Die Reaktion ist meistens so, der Zuhörer wird von sich aus sagen, das kann nicht sein, das widerspricht jeder Logik. Der Pass aus Papier wäre verbrannt oder genauso zerbröselt wie die Gebäude. Dann ist der Schritt nicht mehr weit zu suggerieren, offensichtlich wurden Beweise platziert, wenn sie einen unbeschädigten Pass ausgerechnet eines Attentäters gefunden haben. Und dann öffnet sich das Tor zu vielen anderen Ungereimtheiten.

Solche kleine Anekdoten, mit denen der Ansprechpartner selber darauf kommt, an der offiziellen Version kann was nicht stimmen, helfen oft die automatische Abwehrhaltung zu überwinden. Wenn man aber mit der vollen Ladung kommt, als Prediger versucht alles auf einmal reinzustopfen und auch noch schockiert, dann wird die störrische Person noch fester an seine Glaubensmeinung klammern, egal was man sagt. Er wird seine Position verteidigen und die tollsten Gründe dafür finden.

Auch wenn man sich etwas dumm stellt und bescheiden und nicht wie ein allwissender Oberlehrer, fühlt sich der Gegenüber nicht eingeschüchtert, sondern eher überlegen und akzeptiert neue Informationen.
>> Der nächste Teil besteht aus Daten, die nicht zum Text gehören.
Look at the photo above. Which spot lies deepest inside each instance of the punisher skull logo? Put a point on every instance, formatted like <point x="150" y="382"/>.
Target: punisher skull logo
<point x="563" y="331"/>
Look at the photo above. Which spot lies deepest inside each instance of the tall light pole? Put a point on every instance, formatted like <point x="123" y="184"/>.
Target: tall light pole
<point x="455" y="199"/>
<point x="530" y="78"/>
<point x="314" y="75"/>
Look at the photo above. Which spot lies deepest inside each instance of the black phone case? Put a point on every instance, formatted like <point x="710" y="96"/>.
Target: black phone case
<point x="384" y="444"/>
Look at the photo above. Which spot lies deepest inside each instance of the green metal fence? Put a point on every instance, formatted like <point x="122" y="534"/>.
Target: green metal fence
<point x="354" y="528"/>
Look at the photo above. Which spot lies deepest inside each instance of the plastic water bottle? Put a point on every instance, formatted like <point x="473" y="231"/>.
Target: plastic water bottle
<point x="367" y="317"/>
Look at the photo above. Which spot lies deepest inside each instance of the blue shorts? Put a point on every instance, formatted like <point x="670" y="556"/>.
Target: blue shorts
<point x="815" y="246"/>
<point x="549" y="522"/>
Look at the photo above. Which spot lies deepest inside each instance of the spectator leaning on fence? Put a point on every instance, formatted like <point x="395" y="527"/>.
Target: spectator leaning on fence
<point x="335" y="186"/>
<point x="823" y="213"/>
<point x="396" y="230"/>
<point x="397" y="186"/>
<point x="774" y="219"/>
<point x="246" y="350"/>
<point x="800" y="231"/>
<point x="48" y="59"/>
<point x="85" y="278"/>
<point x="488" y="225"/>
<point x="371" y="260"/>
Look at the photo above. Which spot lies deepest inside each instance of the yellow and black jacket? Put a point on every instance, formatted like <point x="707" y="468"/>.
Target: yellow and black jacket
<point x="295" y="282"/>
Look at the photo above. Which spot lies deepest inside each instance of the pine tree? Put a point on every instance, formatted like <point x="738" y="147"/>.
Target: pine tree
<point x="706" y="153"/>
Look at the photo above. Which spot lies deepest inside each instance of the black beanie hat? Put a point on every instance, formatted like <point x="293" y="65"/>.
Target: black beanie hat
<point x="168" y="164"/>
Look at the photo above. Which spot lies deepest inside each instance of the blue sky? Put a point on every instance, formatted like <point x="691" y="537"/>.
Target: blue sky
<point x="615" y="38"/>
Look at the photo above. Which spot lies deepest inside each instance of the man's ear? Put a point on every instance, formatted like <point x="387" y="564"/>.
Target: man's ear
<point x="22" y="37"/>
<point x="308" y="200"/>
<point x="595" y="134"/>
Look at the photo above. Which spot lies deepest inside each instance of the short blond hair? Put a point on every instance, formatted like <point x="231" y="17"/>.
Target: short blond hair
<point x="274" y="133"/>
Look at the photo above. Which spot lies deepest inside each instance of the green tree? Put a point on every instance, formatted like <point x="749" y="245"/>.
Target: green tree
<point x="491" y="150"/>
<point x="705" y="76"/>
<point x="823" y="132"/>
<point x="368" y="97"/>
Man muss einfach psychologische Wege finden wie man die Tür aufbekommt, statt das sie einem vor der Nase zugeknallt wird.

Auch wenn ihr selber nur logisch denkt, viele Menschen treffen ihre Entscheidungen basierend auf Emotionen und falschen Annahmen. Die Erfahrung zeigt, die Fakten sind weniger wichtig um jemand zu überzeugen. Wichtiger ist oft die Art und Weise und der Rahmen mit denen man die Fakten präsentiert. Dann gibt es eine kleine Gruppe von Leuten die nichts glauben, egal wie und was man ihnen erzählt, nach dem Motto, es kann nicht sein was nicht sein darf. Die sind Zeitverschwendung und sollte man links liegen lassen. Aber bei den meisten funktionierts.

Ach ja was die Studie auch heraus gefunden hat, Selbstachtung oder ein Mangel davon, hat viel damit zu, wie bereit man ist neue Information aufzunehmen. Wenn man sich gut und selbstsicher fühlt, dann hört man zu. Wenn man unsicher ist und sich bedroht fühlt, dann nicht. Je bedrohter die Menschen sich fühlen, je weniger werden sie abweichende Meinungen und Fakten die ihr Weltbild verändern akzeptieren und sie sind viel kontrollierbarer. Das erklärt warum Regierungen davon profitieren, die Leute in Angst zu versetzen. Die aktuelle Panikmache über eine bevorstehende Terrorgefahr in Deutschland ist ein gutes Beispiel dafür.